10月12日、「実践的ビジネスエンジニアリングコース専門科目Ⅱ」(担当教員:小林英夫教授・長島剛教授、履修人数:11名)の授業にゲスト講師として京西テクノス株式会社(本社:東京都多摩市)代表取締役社長 臼井努様をお招きし、「組織戦略」をテーマにご講演いただきました。
臼井様は大手電機メーカー勤務を経て、医療・計測装置等のメンテナンスサービス会社である京西テクノス株式会社をゼロから立ち上げました。製造メーカー問わず、装置の修理や再設計を行うトータルマルチベンダーサービスのビジネスモデルで、装置を長く使い続け廃棄物を減らすことで地球環境保全にも貢献できるとのことです。また、ハブ空港に直結した保税工場を持ちグローバルサービスにも重点を置いているとのことでした。国内には競合する企業は無く、売上高100億円超のグローバルニッチトップ企業100選に選定されたとのことです。
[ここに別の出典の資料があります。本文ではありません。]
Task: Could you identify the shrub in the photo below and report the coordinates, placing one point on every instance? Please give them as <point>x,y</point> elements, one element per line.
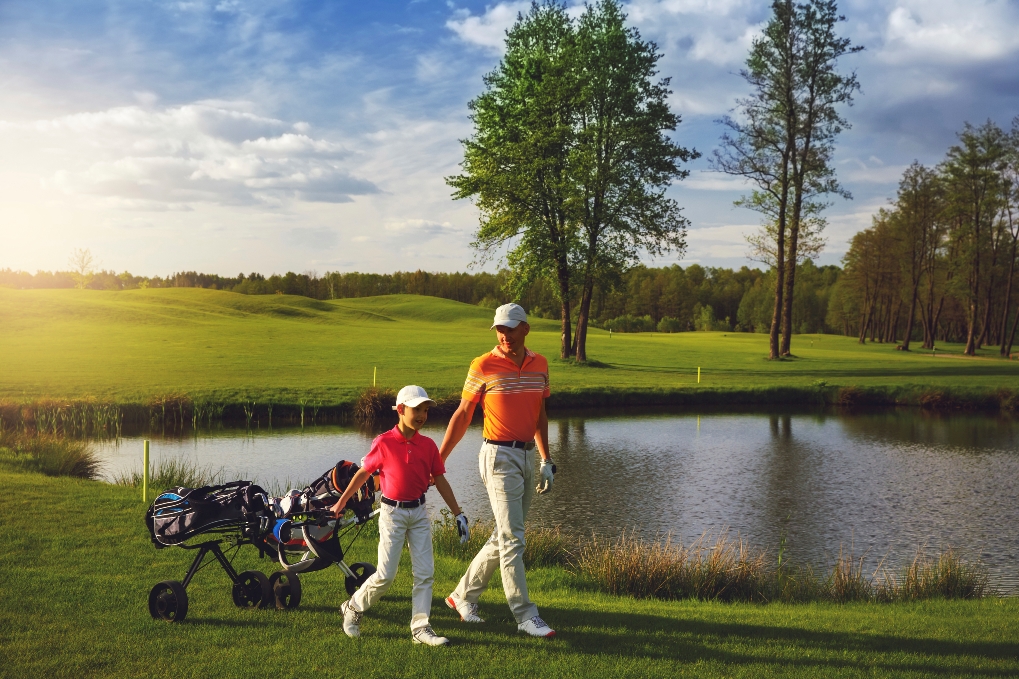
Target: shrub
<point>669,324</point>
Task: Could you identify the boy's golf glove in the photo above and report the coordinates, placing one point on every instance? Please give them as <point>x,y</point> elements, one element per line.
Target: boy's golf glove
<point>547,476</point>
<point>463,529</point>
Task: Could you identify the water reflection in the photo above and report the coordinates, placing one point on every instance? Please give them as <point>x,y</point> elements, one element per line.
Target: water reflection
<point>883,482</point>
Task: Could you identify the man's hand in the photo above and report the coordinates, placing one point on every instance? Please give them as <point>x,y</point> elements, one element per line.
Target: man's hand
<point>463,529</point>
<point>547,476</point>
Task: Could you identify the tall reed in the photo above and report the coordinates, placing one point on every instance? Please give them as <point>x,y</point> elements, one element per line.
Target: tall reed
<point>50,454</point>
<point>173,472</point>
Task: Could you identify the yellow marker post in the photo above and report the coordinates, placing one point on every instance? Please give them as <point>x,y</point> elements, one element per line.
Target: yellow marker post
<point>145,473</point>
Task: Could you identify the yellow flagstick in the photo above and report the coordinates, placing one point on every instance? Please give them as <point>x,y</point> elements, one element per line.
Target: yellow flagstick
<point>145,473</point>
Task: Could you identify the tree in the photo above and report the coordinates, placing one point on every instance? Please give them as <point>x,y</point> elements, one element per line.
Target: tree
<point>784,139</point>
<point>83,266</point>
<point>973,173</point>
<point>517,163</point>
<point>624,160</point>
<point>918,208</point>
<point>1011,195</point>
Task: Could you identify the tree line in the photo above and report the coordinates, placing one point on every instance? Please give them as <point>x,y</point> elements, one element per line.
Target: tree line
<point>571,155</point>
<point>669,299</point>
<point>940,262</point>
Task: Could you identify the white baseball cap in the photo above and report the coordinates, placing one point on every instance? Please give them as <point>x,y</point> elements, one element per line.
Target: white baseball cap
<point>510,315</point>
<point>412,396</point>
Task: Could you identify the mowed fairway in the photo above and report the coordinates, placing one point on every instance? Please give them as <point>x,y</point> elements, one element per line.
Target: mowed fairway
<point>130,346</point>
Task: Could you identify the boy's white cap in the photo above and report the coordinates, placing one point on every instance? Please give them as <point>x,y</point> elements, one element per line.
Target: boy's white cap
<point>510,315</point>
<point>412,396</point>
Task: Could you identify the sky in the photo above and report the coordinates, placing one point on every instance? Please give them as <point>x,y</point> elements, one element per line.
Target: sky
<point>279,136</point>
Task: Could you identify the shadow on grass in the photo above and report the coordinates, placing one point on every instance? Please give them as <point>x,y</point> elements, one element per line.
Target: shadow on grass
<point>695,640</point>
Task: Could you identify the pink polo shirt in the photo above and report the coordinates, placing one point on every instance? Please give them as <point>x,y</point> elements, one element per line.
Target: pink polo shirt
<point>405,466</point>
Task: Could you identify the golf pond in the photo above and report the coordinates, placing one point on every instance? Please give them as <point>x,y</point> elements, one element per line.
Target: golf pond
<point>880,483</point>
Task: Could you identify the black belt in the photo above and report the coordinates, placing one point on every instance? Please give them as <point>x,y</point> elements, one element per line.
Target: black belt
<point>510,444</point>
<point>411,504</point>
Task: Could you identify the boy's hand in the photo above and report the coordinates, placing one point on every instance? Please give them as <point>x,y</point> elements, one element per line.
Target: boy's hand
<point>547,476</point>
<point>463,529</point>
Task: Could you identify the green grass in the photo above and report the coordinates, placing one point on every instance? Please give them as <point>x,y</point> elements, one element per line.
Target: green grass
<point>129,347</point>
<point>77,566</point>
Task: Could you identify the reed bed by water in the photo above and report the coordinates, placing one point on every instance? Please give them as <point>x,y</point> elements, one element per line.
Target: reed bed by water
<point>723,568</point>
<point>82,417</point>
<point>172,472</point>
<point>52,455</point>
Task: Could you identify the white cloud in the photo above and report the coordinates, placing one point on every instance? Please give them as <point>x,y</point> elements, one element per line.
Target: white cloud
<point>488,30</point>
<point>198,153</point>
<point>950,32</point>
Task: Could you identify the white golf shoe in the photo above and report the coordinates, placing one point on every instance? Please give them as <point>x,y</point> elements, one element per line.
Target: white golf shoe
<point>427,636</point>
<point>352,620</point>
<point>536,627</point>
<point>468,612</point>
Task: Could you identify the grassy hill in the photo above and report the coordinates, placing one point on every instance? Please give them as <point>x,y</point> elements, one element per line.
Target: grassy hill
<point>130,346</point>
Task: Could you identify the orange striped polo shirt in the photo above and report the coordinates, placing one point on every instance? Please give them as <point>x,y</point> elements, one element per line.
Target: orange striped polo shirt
<point>511,396</point>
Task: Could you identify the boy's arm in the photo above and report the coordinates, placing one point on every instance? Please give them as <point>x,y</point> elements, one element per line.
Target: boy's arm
<point>359,480</point>
<point>459,423</point>
<point>442,486</point>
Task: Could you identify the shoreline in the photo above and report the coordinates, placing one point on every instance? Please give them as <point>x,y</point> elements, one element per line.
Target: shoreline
<point>180,411</point>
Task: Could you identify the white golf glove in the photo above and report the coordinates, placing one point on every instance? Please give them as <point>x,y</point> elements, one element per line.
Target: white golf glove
<point>547,476</point>
<point>463,529</point>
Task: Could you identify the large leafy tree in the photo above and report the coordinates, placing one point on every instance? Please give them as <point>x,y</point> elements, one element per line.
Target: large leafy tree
<point>571,158</point>
<point>783,137</point>
<point>624,161</point>
<point>517,165</point>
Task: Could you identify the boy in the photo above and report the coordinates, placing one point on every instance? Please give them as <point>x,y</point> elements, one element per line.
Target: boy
<point>406,460</point>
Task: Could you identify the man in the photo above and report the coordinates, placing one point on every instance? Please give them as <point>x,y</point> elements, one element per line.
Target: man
<point>512,383</point>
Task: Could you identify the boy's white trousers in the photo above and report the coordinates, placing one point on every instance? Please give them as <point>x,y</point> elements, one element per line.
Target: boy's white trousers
<point>508,475</point>
<point>396,526</point>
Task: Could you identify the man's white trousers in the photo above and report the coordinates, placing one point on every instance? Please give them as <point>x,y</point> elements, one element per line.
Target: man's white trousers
<point>508,475</point>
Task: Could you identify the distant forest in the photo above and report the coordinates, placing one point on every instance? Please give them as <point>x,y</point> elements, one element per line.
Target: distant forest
<point>672,299</point>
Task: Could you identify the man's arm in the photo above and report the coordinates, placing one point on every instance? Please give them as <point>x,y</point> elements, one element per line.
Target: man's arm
<point>459,423</point>
<point>541,435</point>
<point>359,480</point>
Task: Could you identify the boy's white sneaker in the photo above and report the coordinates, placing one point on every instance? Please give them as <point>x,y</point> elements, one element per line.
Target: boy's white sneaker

講義では最初に、大企業と中小企業の社員ひとりが担当する仕事や責任範囲、報酬等を比較し、企業人として本当にやりたいことができる規模は所謂中小企業ではないかとされました。また昨今、総合電機メーカーの専門メーカー指向が顕著で、中小企業がM&Aにより大企業の特定分野の部門を併合し仕事の幅、ボリューム確保、優秀な人財確保を実現する例が見られるとされました。京西テクノスにおいても日本電気、富士通の機器校正ビジネス部門を融合し、コアのビジネスとして強化できたとのことです。一方で、移籍者のモチベーション維持・向上、年功序列体制から能力重視への転換、これまでの別会社同士の風土の調和など、意識改革にご苦労をされたそうです。最後に、年間4回実施している全社員参加による全体ミーティングについてご紹介いただきました。会社の方向性や、新たなビジネスについて臼井社長自ら説明する場を設けるとともに、時節に応じて、餅つき会、肉祭り、著名人による講演会等を同時開催することで、社員同士のコミュニケーションの活性化、人と人の繋がりの機会を創り出すなど工夫されているとのことでした。遠隔地に勤務する社員同士が顔と顔を突き合わせてお互いに知り合うことで、アナログ的な手法ではあるが、これ無しでは組織マネジメントは前に進まないとのことでした。
質疑応答では、「オンリーワンを目指すビジネスのリスクは何でしょうか?」、「トータルマルチベンダーサービスの弱点はあるのでしょうか?」、「M&Aで特に苦労されたことは何でしょうか?」など多くの質問が寄せられ、活発な議論が行われました。